Lovano: I think each recording is a very special thing to document not only your playing but who you are as player and the people in your life that you create music with. So each one of my projects has a different personality, but the concept and the approach about the music are consistent. The personnel around me changes because I play with a lot of people. I thrive off others. I don't want to make the same record twice like a lot of jazz musicians do. They make the same record two or three times. Then their contract is over. They are gone. Coltrane's recordings that were meant to be released — every one was real different. Miles especially, every Miles Davis record is different.
MT: If being a musician hadn't worked out, did you have a contingency career in mind?
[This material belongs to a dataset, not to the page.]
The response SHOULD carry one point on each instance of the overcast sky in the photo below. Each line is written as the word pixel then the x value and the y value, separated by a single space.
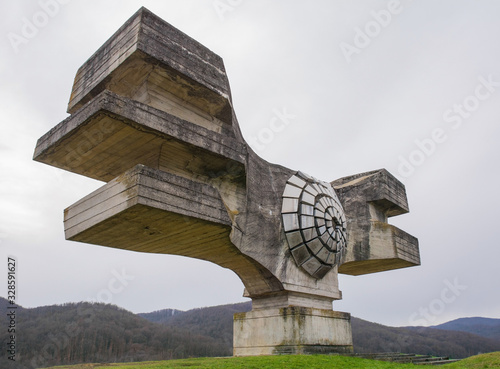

Lovano: No. I never really had to think about that. From a real early age I was so captured by the music and the whole essence of creating music with other people. I was very fortunate. I didn't have a fallback plan. I prepared myself to be versatile. If I didn't have a career as soloist, I could've gone to Las Vegas or done studio work. I could've done other things in music. I was always captured by being a soloist, an improviser and a composer — that always motivated me.
The Joe Lovano "Us Five" Quintet (Esperanza Spalding, bass; James Weidman, piano; Francisco Mela, drums; and Otis Brown III, drums) performs at 8 p.m. Friday, Nov. 7, at the Michigan Theater. Pianist Jason Moran shares the bill playing solos and duets with Lovano. 603 E. Liberty Street, Ann Arbor; 734-668-8463.